E a cumplicidade é pervasiva, não se limita aos Estados Unidos, à venda de armas ou aos projectos de investigação. Quando, em Portugal, o ministro dos Negócios Estrangeiros recusa um genocídio [“Seria muito injusto dizer que Israel pretende eliminar o povo palestiniano”, em entrevista ao El País] e diz que ainda não é o momento oportuno para reconhecer o Estado da Palestina, só há duas hipóteses. Ou Paulo Rangel sabe o que está a acontecer e está a fazer uma jogada política, seguindo a política externa dos Estados Unidos e da União Europeia e tentando proteger Israel; ou não sabe o que está a acontecer, o que me faz questionar a idoneidade de um ministro que não consiga analisar a situação como ela é.
Note-se que uma das fases de um genocídio é a sua negação, é aí que estamos. Temos o dever de não ser passivos, de agir em concordância com os nossos valores, com os valores de Abril. Neste momento, tudo o que legitima as acções do Governo israelita é uma forma de cumplicidade. Saúdo com todo o coração as iniciativas estudantis feitas em Portugal e condeno a repressão policial na Faculdade de Psicologia da Universidade de Lisboa. Sabemos que os protestos serão ilibados pela história. Aconteceu com os protestos contra a guerra do Vietname, contra o apartheid na África do Sul, contra a guerra do Iraque.
Sempre me pareceu claro o paralelo entre a necessidade de libertação do povo palestiniano e a nossa própria libertação, em 1974. Na semana que antecedeu o acampamento no MIT, estava a acompanhar diariamente denúncias de uso de fósforo branco por Israel no Líbano, a destruição de escolas em Gaza, a repressão policial na Universidade de Columbia. Nesses dias, o Zeca [Afonso] foi uma constante. Adeus ó Serra da Lapa trazia-me a emoção de quem larga a sua terra, a pobreza, a fome – a profunda tristeza que às vezes a vida nos traz.
Sabia que tinha de assinalar o 25 de Abril no acampamento, porque 'a nossa liberdade é incompleta enquanto não existir liberdade para o povo palestiniano' [citação de um discurso de Nelson Mandela de 1997]. A nossa revolução também só se deu devido ao movimento de libertação dos povos em Angola, Moçambique, Guiné-Bissau. Temos uma dívida que nunca será restituída aos povos que colonizámos, não só pela dor e opressão imperialista que exercemos, mas porque lhes devemos a nossa própria libertação. Encomendei 100 cravos vermelhos e distribuí-os no 25 de Abril, expliquei muitas vezes o que significava. Esses cravos existiram no acampamento até à última madrugada.

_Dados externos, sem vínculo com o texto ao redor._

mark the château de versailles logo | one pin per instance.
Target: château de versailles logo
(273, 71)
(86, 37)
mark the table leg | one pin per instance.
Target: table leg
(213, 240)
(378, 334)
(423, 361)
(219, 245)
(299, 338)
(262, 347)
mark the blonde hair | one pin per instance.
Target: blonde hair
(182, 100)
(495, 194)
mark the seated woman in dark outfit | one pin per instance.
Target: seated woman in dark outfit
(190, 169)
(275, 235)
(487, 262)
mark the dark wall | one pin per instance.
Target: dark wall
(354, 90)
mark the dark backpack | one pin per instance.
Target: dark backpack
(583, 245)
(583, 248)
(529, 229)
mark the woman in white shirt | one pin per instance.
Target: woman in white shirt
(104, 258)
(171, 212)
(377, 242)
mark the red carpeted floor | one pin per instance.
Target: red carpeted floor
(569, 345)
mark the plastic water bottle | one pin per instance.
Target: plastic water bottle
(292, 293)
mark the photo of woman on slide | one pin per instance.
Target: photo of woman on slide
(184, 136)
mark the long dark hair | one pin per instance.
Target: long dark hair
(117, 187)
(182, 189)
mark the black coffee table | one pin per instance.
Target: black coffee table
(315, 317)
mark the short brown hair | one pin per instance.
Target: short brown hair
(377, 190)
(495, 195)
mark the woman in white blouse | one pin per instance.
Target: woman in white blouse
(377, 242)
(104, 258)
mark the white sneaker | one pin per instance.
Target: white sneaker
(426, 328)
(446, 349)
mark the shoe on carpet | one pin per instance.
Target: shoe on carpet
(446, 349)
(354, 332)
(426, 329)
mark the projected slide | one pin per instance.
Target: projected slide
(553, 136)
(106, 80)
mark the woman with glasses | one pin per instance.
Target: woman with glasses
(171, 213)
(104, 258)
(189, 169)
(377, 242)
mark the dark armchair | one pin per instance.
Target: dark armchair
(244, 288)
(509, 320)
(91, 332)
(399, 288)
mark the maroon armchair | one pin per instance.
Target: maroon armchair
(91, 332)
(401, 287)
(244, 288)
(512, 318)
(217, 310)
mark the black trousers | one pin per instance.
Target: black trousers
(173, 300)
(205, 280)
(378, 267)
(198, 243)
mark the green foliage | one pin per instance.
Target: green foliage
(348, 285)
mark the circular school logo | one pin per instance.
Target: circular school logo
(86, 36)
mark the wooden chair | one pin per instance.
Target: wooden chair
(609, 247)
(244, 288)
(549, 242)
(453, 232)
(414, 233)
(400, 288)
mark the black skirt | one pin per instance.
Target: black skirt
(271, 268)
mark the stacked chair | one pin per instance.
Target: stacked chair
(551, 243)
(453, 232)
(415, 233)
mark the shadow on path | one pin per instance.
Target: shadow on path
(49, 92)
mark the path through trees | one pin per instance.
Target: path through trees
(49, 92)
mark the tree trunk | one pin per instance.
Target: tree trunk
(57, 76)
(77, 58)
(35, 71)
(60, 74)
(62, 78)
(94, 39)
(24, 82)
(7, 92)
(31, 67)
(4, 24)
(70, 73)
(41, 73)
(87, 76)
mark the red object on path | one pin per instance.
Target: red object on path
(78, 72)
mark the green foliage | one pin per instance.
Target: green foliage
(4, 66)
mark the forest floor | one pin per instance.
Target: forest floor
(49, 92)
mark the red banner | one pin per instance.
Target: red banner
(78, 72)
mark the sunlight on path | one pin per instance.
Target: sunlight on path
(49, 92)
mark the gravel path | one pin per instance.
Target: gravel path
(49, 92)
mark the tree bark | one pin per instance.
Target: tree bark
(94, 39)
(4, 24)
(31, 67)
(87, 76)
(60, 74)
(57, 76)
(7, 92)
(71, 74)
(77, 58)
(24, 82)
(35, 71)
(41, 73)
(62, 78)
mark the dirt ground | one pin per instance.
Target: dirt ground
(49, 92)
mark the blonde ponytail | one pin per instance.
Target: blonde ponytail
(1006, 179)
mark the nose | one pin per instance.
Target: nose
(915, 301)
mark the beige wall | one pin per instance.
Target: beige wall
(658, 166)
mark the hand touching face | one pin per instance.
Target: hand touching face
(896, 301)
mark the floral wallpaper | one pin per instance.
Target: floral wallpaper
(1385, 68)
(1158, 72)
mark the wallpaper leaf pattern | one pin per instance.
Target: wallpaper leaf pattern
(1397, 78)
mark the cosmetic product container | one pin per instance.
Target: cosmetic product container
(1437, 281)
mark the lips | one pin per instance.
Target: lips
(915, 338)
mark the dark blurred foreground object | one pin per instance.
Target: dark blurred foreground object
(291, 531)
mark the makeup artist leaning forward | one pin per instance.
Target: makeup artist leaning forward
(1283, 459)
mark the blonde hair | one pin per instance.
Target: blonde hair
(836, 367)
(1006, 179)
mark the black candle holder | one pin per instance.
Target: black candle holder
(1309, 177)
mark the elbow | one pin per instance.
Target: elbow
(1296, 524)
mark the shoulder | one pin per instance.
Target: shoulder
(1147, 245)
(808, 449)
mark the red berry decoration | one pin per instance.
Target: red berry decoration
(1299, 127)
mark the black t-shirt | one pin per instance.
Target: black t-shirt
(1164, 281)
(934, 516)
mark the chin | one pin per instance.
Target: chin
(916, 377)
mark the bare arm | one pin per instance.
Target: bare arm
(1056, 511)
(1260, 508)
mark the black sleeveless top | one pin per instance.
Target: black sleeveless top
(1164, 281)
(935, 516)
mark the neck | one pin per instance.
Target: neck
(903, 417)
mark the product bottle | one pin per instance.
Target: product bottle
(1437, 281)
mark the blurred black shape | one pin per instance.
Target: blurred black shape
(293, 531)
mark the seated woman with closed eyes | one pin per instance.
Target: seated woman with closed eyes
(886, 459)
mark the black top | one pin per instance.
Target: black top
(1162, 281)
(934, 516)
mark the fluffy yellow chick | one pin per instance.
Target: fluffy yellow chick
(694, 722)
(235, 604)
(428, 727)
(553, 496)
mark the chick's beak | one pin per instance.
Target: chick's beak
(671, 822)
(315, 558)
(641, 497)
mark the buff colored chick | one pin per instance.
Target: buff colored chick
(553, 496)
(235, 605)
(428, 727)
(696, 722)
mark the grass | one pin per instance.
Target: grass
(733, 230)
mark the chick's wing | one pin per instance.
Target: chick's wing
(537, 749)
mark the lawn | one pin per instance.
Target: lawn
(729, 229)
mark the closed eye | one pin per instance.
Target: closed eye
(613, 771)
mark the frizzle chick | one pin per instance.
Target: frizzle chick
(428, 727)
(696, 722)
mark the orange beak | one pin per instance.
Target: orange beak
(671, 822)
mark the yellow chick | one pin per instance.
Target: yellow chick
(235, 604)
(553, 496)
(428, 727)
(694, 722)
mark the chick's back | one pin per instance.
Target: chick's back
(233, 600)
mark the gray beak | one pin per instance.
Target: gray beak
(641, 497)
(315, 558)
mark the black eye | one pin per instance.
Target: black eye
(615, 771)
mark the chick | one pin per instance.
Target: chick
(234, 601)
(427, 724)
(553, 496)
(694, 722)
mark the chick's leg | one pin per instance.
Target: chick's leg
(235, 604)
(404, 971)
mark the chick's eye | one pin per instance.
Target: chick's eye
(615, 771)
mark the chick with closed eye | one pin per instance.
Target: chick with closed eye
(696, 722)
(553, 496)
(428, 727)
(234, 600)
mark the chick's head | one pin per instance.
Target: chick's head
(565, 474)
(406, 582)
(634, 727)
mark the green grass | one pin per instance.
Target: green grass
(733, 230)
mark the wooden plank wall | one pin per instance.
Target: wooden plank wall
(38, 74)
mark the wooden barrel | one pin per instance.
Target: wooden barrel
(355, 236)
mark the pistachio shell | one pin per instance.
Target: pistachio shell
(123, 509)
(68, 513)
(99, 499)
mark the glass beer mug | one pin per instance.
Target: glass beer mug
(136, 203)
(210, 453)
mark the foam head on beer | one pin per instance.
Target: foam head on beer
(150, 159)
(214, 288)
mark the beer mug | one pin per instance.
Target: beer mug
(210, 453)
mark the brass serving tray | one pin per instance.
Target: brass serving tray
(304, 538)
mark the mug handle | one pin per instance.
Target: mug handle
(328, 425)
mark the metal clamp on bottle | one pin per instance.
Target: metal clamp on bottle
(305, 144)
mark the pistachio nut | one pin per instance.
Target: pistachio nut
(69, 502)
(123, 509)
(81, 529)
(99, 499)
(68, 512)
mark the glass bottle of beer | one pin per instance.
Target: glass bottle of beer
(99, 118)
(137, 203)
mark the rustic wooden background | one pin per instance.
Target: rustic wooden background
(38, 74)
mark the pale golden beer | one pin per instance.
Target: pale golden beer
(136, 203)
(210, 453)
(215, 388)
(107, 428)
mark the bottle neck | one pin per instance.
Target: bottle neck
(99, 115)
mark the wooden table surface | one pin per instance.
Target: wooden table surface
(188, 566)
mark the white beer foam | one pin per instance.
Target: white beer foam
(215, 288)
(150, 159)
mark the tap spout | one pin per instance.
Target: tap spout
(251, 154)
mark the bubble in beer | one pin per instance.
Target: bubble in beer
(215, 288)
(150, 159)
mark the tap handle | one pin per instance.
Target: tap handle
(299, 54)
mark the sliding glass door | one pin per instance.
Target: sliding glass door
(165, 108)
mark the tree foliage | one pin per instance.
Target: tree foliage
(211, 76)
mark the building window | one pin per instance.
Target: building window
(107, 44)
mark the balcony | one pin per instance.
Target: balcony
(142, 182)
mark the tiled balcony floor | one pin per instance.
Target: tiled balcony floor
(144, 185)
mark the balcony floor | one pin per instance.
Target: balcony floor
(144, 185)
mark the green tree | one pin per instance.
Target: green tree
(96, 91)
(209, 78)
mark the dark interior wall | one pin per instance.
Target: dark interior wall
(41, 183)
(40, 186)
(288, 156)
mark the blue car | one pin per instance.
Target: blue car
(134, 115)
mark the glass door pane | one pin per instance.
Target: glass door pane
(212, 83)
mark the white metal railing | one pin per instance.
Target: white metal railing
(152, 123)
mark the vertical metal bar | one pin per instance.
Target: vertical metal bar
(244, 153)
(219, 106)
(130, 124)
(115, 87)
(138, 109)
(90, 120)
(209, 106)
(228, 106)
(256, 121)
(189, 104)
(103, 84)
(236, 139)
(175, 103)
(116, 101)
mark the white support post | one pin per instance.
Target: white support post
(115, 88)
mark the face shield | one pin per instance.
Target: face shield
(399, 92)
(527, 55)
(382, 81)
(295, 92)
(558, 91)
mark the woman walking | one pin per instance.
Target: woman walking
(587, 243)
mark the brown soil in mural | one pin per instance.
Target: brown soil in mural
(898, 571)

A ocupação do campus terminou na madrugada de 10 de Maio. Em poucos minutos, a presença policial, que pelas 3h30 era quase nula, tornou-se enorme: polícia do MIT, polícia de Cambridge, corpo de intervenção [ou polícia de choque], polícia estatal [chamados state troopers], bombeiros. Eram cerca de 200 agentes do corpo de intervenção para desmantelar um acampamento de 50 alunos. Às 4h foi dada a primeira ordem de dispersão. Pelas 4h15 já tinham sido detidos dez alunos, acusados de invasão de propriedade. Foi quem ficou para trás, quem fez resistência passiva. Perto das 4h30 já a maior parte da polícia tinha desmobilizado.
O acampamento era apenas uma táctica. Este não é o fim nem o propósito da nossa acção. O nosso propósito é o fim do genocídio do povo palestiniano e do sistema de apartheid do Estado de Israel.”